Database Capacity Assessment

Published: December 22, 2012


NOTE: This toolkit was published by Building Changes in 2013 to help counties meet a 2014 state mandate that all counties have a coordinated entry system for clients entering the homeless system. It has not been updated since then and does not necessarily reflect current or best practice.


 

If a region has an HMIS in place, it will need to review the system’s capacity to support a coordinated entry system for all populations. A capacity assessment of the data system, whether HMIS, alternative database formats, or a combination of HMIS and other database platforms, should take place to confirm that the data systems can collect information for all homeless and at-risk households, regardless of whether a region opts to initially roll out coordinated entry for only one homeless population type, such as families.

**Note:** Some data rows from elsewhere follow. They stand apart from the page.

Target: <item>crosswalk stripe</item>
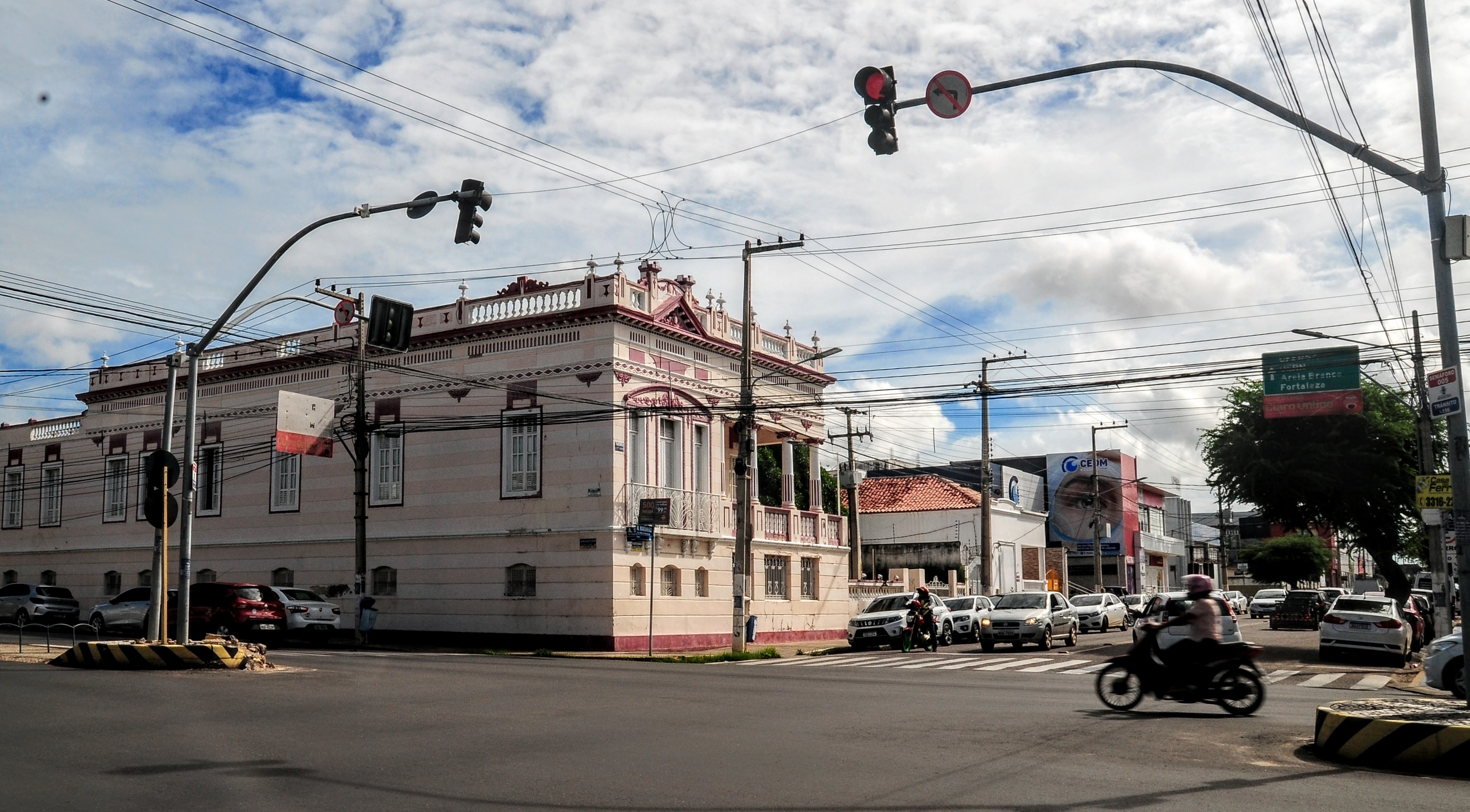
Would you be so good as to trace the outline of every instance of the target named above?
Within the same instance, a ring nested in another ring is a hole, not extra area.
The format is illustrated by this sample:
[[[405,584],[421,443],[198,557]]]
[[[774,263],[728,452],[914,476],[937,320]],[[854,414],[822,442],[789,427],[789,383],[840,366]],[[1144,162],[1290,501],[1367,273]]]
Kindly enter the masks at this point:
[[[1104,668],[1107,668],[1107,664],[1098,662],[1097,665],[1088,665],[1086,668],[1069,668],[1066,671],[1061,671],[1061,674],[1091,674],[1094,671],[1101,671]]]
[[[1047,662],[1045,656],[1032,656],[1026,659],[1016,659],[1011,662],[995,662],[992,665],[982,665],[976,671],[1001,671],[1003,668],[1014,668],[1017,665],[1030,665],[1032,662]]]
[[[1061,662],[1048,662],[1047,665],[1032,665],[1030,668],[1022,668],[1023,673],[1030,674],[1035,671],[1055,671],[1057,668],[1066,668],[1069,665],[1082,665],[1085,659],[1063,659]]]
[[[1301,674],[1301,671],[1272,671],[1270,674],[1261,677],[1261,681],[1263,683],[1279,683],[1279,681],[1285,680],[1286,677],[1291,677],[1291,675],[1295,675],[1295,674]]]
[[[1377,690],[1386,686],[1391,678],[1392,677],[1388,674],[1369,674],[1367,677],[1358,680],[1358,683],[1352,686],[1352,690]]]

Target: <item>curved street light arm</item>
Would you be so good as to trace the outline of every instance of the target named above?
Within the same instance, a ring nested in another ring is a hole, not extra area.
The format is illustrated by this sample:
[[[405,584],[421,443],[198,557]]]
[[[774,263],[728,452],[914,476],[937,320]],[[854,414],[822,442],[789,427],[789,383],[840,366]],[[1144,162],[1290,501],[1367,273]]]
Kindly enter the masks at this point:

Building capacity for the database to collect information for all populations and associated services during the planning and implementation process provides opportunities to address functional issues for all populations before launch. This also potentially prevents having to shut down the system later to add the capacity to serve all populations.

HUD offers a capacity assessment tool that was developed to comply with HEARTH rules. The guide can be a useful tool to open up areas of consideration for a coordinated-entry database system and needed changes. It is especially helpful in detailing:

  • Client data needs
  • Case management supports
  • Security settings
  • Reporting capacity: import/export data
  • User training features
  • Data sharing
  • Technology standards to support the system

HUD’s database capacity assessment tool can be found here.

HMIS Assessment and Solution Examples

Because HMIS’s were not initially designed to track all the details of a coordinated entry system, parallel databases are a logical solution to adding capacity to HMIS without having to recreate a complete database. Other coordinated entry components that may require a parallel database are:

  • Waitlists
  • Case management services
  • Housing inventory
  • Housing placement roster
  • Rental assistance resources
  • Eligibility requirements

Here are two examples of how communities adjusted their data-collection systems to accommodate coordinated entry:

King County, Washington: Currently the coordinated entry system in King County is focused on homeless families. The county opted to use the City of Seattle HMIS platform called Safe Harbors for its coordinated entry system. For Safe Harbors to be an effective data-collection system for coordinated entry, the county had to add the capacity to house all assessment and inventory-tracking tools.

These assessment and inventory tools are part of an addition called an HMIS flow-through, which is compatible with Safe Harbors. This add-on feature increased the capacity of Safe Harbors to collect intake and comprehensive assessment data for the system. When King County is ready to expand coordinated entry for all populations, Safe Harbors could be adapted in a similar way to include that data.

Hennepin County, Minnesota: Depending on the design of the system, additional data-collection needs may require the use of parallel systems. In Hennepin County, HMIS is used for collecting assessment information, and another system called MAXIS is used for case-management information.

Database Considerations

HMIS and parallel database-systems data must be compatible to merge data for comprehensive analysis and reporting. This feature is necessary. Also important are these key database features:

  • Intake and assessment information can be entered in real time and can support multiple users at the same time.
  • A filter and drop-down menu ensures that only those resources for which individuals and families are eligible and that meet their needs are available for referrals; this avoids subjective input from the screening/intake staff and ensures that the specific client self-reported need is matched appropriately with agency self-reported services.
  • Databases should be able to track households from entry to exit as well as whether households had re-entered services within a set period of time
  • Capability to track prevention services, even if not part of the initial coordinated entry system
  • Providers should be able to connect client outcomes to the providers that participated in assisting an individual or family, to reinforce a sense of shared responsibility and accountability.
  • Evaluation data on the system itself and on services provided should be able to be cross-referenced with the intake and comprehensive assessment data.